Publicado el 27 de mayo de 2019


En Argentina, más del 60% de la población está excedida de peso. Una realidad que no desentona en el contexto mundial, en el que el crecimiento acelerado del sobrepeso y la obesidad marca una de las prioridades a atender en materia de salud pública y que obliga a los Estados a trabajar en el diseño de planes para, al menos, frenar el avance. En ese marco se inscribe una de las iniciativas sobre la que intentan llegar a un acuerdo las Secretarías de Salud y el Ministerio de Producción: el etiquetado frontal de alimentos.

Hace un año, los ministros de Salud del Mercosur se comprometieron a avanzar en la inclusión en el frente de los envases de alimentos de una declaración de nutrientes críticos como sal, azúcares, grasas y la densidad energética (calorías). El cómo hacerlo es lo que divide las aguas.
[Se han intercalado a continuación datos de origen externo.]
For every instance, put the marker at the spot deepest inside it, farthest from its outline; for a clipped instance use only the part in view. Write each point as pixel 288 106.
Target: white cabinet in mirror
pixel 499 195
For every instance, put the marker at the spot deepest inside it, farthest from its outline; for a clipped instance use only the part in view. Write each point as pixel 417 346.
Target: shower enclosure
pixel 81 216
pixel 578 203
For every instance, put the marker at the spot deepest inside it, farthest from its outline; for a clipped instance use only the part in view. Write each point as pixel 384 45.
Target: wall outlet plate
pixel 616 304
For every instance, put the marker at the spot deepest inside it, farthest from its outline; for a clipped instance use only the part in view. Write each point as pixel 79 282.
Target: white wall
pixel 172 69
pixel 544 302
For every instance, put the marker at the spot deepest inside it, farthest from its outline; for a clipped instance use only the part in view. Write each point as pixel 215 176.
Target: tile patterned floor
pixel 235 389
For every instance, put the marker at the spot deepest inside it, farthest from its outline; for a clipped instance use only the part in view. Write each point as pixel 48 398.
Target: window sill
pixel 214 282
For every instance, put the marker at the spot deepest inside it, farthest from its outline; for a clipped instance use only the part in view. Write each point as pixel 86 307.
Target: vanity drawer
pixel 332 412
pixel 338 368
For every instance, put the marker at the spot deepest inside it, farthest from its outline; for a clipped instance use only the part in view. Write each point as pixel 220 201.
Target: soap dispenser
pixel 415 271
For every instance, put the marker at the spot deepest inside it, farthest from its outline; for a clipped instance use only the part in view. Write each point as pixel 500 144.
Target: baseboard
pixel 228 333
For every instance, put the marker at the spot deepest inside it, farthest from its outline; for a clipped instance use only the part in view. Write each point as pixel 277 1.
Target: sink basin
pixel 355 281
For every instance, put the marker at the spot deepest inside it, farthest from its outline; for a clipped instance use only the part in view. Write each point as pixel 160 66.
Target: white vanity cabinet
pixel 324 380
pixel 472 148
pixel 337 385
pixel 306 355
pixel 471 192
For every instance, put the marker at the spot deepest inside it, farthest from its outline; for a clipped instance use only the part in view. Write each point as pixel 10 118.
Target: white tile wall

Advertencia o información son los modelos en pugna y todo indica la discusión se zanjará con el alumbramiento de un modelo híbrido que incluya ambos componentes.

"Empezamos hace relativamente poco tiempo un diálogo con el Ministerio de Producción para alcanzar un modelo de etiquetado que considere varias perspectivas: por un lado que sea informativo, que informe a la población sobre los contenidos de los diferentes nutrientes críticos (que pueden ser perjudiciales cuando se consumen en exceso) y que cuando se excede el porcentaje de ese nutriente aparezca alguna advertencia sanitaria", sostuvo en diálogo con Clarín el secretario de Salud Adolfo Rubinstein.

La Organización Panamericana de la Salud (OPS) propicia la adopción del sistema de advertencias que Chile implementó en 2016, conocido como de "sellos negros" que alertan "de forma directa al consumidor si el producto contiene cantidades excesivas de azúcar, grasas totales, calorías y/o sodio". Con algunas diferencias, el modelo chileno fue incorporado por Perú (con colores rojo, blanco y negro) y a través de un decreto firmado por el presidente Tabaré Vázquez el año pasado, Uruguay también se pronunció a favor de incorporar un sistema similar, que se implementará a partir de 2020.

Esa decisión fue cuestionada por la industria. Los productores de alimentos rechazan el modelo de sellos u octógonos negros y buscan avanzar en uno consensuado dentro de la unión de países que privilegie la información y no la advertencia. La Coordinadora de Industrias Alimenticias del Mercosur (CIPAM) emitió hace dos semanas un comunicado en el que "confirma su compromiso con la construcción de una propuesta regional que considere la importancia de intercambio comercial y asegure al mismo tiempo resultados efectivos para la promoción de hábitos saludables y la reducción de la obesidad y el sobrepeso en la población".